Os pedidos de seguro desemprego semanais nos EUA estão em seu nível mais baixo desde 1969, à medida que o mercado de trabalho aperta

  • Os pedidos de seguro-desemprego semanais caíram de 43.000 para 184.000
  • É difícil ajustar os dados de sinistros nesta época do ano
  • Reivindicações contínuas aumentaram de 38.000 para 1.992 milhões

WASHINGTON, 9 de dezembro (Reuters) – O número de americanos que se inscreveram para novas inscrições O desemprego Os benefícios caíram para o nível mais baixo em mais de 52 anos na semana passada, à medida que as condições do mercado de trabalho continuaram a ficar mais restritivas em meio à severa escassez de mão de obra.

A queda, que o Departamento do Trabalho informou em seu relatório semanal de pedidos de auxílio-desemprego na quinta-feira, pode ter sido exagerada devido às dificuldades em ajustar os dados para as flutuações sazonais nesta época do ano.

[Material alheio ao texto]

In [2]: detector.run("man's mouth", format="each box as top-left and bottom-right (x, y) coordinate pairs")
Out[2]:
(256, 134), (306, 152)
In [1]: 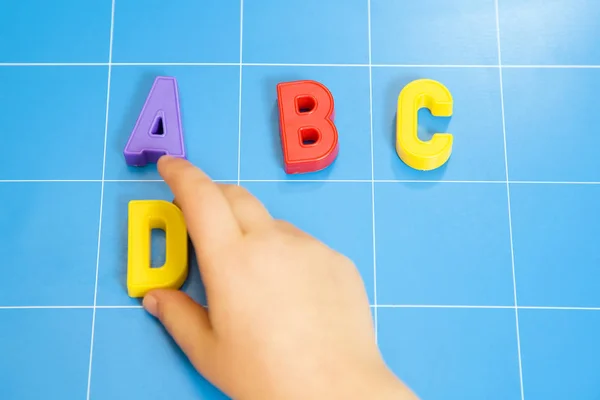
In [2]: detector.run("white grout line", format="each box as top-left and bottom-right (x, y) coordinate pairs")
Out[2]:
(367, 0), (379, 343)
(0, 62), (600, 69)
(377, 304), (515, 310)
(237, 0), (244, 186)
(0, 304), (600, 311)
(86, 0), (115, 400)
(0, 179), (600, 186)
(494, 0), (525, 400)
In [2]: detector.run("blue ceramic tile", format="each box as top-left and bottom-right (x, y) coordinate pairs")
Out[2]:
(106, 66), (240, 180)
(243, 0), (369, 64)
(90, 309), (227, 400)
(113, 0), (240, 63)
(375, 183), (514, 305)
(0, 67), (107, 179)
(0, 182), (101, 304)
(244, 182), (373, 303)
(498, 0), (600, 64)
(371, 0), (498, 65)
(504, 69), (600, 181)
(519, 310), (600, 400)
(97, 182), (206, 306)
(373, 68), (506, 180)
(0, 0), (111, 62)
(0, 309), (92, 400)
(240, 67), (371, 179)
(379, 308), (521, 400)
(510, 184), (600, 307)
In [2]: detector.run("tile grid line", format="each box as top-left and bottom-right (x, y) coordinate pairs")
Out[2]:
(0, 179), (600, 186)
(494, 0), (525, 400)
(86, 0), (116, 400)
(5, 62), (600, 69)
(237, 0), (244, 186)
(0, 304), (600, 311)
(367, 0), (379, 344)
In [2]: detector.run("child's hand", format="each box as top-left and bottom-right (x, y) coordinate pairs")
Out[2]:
(144, 157), (416, 400)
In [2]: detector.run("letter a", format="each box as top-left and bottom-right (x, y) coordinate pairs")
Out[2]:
(123, 76), (185, 167)
(277, 81), (338, 174)
(127, 200), (188, 298)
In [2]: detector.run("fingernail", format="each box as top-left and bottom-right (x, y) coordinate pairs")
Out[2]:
(142, 294), (158, 317)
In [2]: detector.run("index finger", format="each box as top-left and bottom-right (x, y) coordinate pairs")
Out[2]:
(157, 156), (242, 264)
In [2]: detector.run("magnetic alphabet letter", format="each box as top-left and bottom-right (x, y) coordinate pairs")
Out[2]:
(277, 81), (339, 174)
(396, 79), (453, 171)
(127, 200), (188, 298)
(123, 76), (185, 166)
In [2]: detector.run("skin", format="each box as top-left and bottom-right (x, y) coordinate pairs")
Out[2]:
(143, 156), (417, 400)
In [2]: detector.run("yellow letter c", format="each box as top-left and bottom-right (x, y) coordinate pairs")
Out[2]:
(396, 79), (452, 171)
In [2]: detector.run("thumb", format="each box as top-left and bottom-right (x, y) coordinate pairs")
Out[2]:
(143, 289), (215, 375)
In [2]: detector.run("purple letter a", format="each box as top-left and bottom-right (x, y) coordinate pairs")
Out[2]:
(123, 76), (185, 166)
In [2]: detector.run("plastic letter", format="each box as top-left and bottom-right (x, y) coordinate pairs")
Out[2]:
(123, 76), (185, 166)
(127, 200), (188, 298)
(396, 79), (453, 171)
(277, 81), (338, 174)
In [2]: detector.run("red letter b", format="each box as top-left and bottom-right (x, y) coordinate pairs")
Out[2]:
(277, 81), (338, 174)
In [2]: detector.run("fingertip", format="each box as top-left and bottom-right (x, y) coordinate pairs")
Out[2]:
(142, 293), (158, 317)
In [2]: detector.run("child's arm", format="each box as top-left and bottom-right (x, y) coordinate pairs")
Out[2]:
(144, 157), (416, 400)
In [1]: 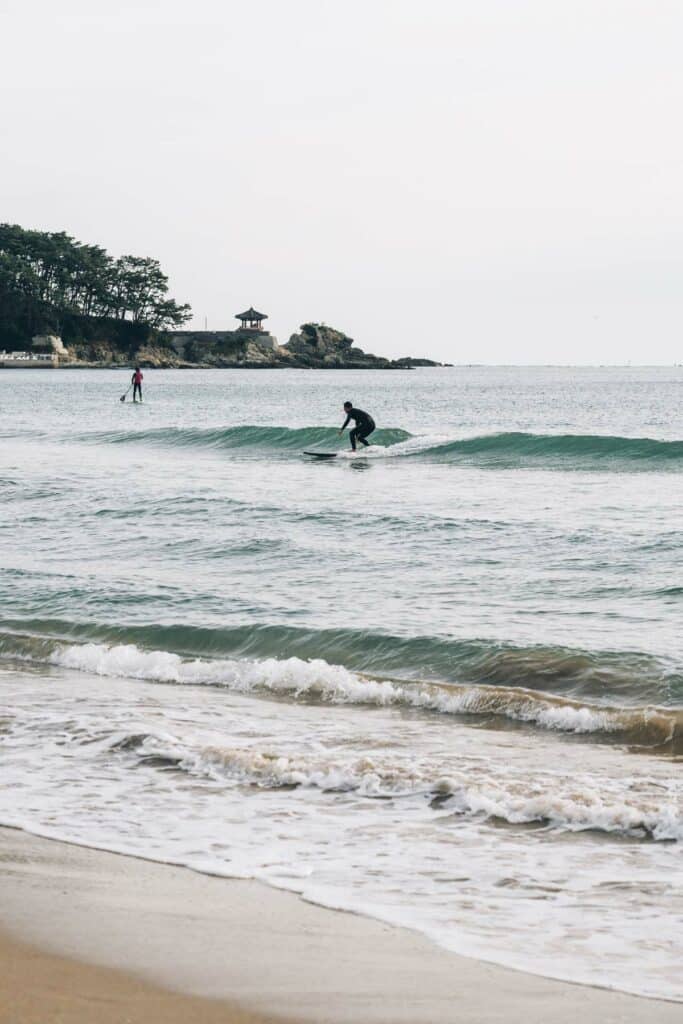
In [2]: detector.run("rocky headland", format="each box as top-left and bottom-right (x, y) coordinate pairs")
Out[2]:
(59, 324), (442, 370)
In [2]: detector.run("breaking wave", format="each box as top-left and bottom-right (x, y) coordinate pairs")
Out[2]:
(0, 634), (683, 754)
(73, 426), (683, 469)
(110, 733), (683, 841)
(0, 618), (683, 706)
(80, 426), (411, 452)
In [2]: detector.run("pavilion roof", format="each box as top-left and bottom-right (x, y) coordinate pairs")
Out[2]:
(234, 306), (268, 319)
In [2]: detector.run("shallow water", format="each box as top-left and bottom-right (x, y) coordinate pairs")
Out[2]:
(0, 368), (683, 998)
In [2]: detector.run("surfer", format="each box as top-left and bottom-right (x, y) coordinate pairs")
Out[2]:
(339, 401), (375, 452)
(130, 367), (142, 401)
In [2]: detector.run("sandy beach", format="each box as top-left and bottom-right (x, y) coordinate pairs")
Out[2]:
(0, 829), (681, 1024)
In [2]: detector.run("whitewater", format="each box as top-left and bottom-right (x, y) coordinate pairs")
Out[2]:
(0, 367), (683, 1000)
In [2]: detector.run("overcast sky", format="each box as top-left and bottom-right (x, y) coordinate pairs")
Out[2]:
(0, 0), (683, 362)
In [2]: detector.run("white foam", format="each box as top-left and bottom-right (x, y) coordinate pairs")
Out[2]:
(49, 643), (647, 733)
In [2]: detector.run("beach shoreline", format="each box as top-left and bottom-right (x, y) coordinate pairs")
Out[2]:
(0, 828), (681, 1024)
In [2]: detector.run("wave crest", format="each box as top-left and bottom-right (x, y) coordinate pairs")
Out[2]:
(2, 635), (683, 754)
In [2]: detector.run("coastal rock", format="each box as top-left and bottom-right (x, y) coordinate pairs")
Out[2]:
(285, 324), (439, 370)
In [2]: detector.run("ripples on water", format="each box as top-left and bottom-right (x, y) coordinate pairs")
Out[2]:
(0, 368), (683, 998)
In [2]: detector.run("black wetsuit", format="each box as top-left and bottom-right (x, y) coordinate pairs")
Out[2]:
(342, 409), (375, 452)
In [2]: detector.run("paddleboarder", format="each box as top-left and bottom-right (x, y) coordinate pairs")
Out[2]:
(130, 367), (142, 401)
(339, 401), (375, 452)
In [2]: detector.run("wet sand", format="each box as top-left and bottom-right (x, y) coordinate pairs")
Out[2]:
(0, 828), (682, 1024)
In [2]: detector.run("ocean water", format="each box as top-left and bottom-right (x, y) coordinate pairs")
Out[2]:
(0, 368), (683, 1000)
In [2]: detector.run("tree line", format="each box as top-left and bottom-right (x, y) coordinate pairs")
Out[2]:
(0, 224), (191, 342)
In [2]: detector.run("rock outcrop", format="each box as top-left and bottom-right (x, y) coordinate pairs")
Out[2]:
(54, 324), (440, 370)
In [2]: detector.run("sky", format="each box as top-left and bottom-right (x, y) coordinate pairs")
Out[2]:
(0, 0), (683, 364)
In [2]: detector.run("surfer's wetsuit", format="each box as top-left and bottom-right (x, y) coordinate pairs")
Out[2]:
(342, 409), (375, 452)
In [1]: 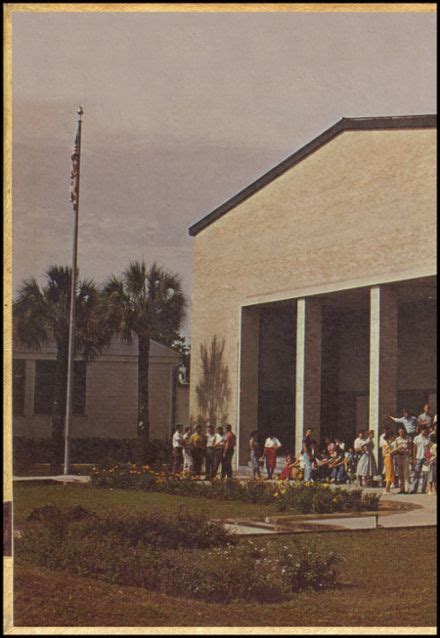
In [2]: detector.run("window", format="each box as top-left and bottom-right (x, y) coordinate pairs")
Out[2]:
(34, 361), (87, 414)
(12, 359), (26, 416)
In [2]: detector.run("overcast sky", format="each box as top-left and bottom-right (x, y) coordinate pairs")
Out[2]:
(12, 13), (436, 334)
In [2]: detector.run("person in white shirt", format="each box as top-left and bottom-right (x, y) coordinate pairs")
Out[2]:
(211, 425), (225, 479)
(173, 423), (184, 474)
(263, 434), (282, 479)
(183, 425), (194, 474)
(417, 403), (433, 430)
(205, 425), (217, 481)
(394, 425), (412, 494)
(411, 428), (429, 494)
(428, 438), (437, 494)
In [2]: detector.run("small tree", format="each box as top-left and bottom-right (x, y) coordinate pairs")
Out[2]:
(104, 261), (186, 462)
(196, 336), (231, 424)
(13, 266), (110, 472)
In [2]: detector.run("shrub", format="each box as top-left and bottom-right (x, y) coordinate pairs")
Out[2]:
(91, 464), (379, 514)
(16, 514), (337, 603)
(78, 509), (235, 548)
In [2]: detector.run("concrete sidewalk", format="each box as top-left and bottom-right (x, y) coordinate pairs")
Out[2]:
(12, 474), (90, 483)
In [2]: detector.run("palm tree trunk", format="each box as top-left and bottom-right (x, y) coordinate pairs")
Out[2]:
(51, 347), (67, 474)
(137, 336), (150, 465)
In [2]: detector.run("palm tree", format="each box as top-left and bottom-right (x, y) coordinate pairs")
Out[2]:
(13, 266), (111, 471)
(104, 261), (186, 462)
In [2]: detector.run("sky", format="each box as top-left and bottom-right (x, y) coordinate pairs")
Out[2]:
(12, 12), (436, 336)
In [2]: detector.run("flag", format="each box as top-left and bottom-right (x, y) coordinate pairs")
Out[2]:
(70, 106), (83, 210)
(70, 129), (79, 208)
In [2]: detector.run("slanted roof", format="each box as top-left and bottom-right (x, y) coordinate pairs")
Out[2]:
(189, 115), (437, 237)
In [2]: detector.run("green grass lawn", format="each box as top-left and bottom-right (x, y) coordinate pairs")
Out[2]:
(13, 482), (278, 525)
(14, 528), (436, 627)
(14, 484), (436, 627)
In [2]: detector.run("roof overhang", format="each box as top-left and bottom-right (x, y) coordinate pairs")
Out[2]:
(188, 115), (437, 237)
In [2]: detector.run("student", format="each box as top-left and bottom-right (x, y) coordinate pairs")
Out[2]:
(190, 425), (206, 476)
(428, 438), (437, 494)
(411, 428), (429, 494)
(382, 432), (397, 494)
(263, 433), (281, 480)
(205, 425), (216, 481)
(394, 425), (412, 494)
(417, 403), (433, 430)
(301, 428), (316, 482)
(278, 453), (297, 481)
(249, 430), (261, 479)
(328, 447), (346, 483)
(211, 425), (225, 479)
(344, 447), (357, 483)
(173, 423), (184, 474)
(387, 408), (417, 439)
(182, 425), (194, 474)
(222, 423), (237, 479)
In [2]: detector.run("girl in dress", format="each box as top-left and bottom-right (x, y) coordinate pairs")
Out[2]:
(355, 431), (377, 486)
(249, 430), (261, 479)
(263, 434), (281, 480)
(428, 435), (437, 494)
(382, 432), (397, 494)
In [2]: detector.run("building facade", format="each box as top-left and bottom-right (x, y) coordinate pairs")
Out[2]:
(190, 115), (437, 464)
(13, 338), (189, 440)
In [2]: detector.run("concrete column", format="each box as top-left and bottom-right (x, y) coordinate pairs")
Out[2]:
(24, 359), (35, 416)
(368, 286), (398, 459)
(295, 299), (322, 453)
(238, 307), (260, 465)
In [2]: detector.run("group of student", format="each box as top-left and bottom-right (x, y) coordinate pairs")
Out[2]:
(172, 424), (237, 480)
(253, 404), (437, 494)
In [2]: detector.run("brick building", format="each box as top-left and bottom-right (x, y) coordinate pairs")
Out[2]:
(189, 115), (437, 464)
(13, 337), (189, 439)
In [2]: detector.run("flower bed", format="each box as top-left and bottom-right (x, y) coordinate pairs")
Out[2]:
(91, 465), (380, 514)
(15, 508), (339, 603)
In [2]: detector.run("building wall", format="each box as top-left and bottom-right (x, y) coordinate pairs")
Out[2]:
(13, 343), (189, 439)
(190, 129), (436, 456)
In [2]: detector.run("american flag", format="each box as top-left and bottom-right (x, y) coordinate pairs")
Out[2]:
(70, 107), (82, 209)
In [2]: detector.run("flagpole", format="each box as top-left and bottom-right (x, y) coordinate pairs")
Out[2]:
(64, 106), (83, 475)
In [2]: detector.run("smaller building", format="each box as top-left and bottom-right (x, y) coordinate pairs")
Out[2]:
(13, 337), (189, 439)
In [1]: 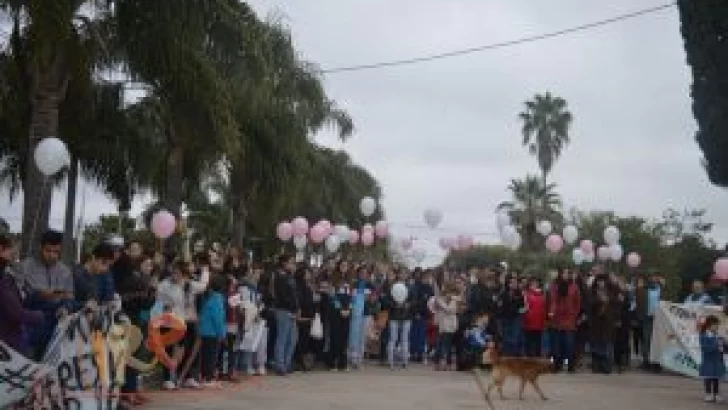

O relatório de reivindicações, os dados mais recentes sobre a saúde da economia, seguiu as notícias da semana passada que Desemprego diminuiu para uma baixa de 21 meses de 4,2% em novembro. Os dados de quarta-feira mostraram que havia 11 milhões de oportunidades de trabalho No final de outubro, os americanos deixaram seus empregos em taxas quase recordes.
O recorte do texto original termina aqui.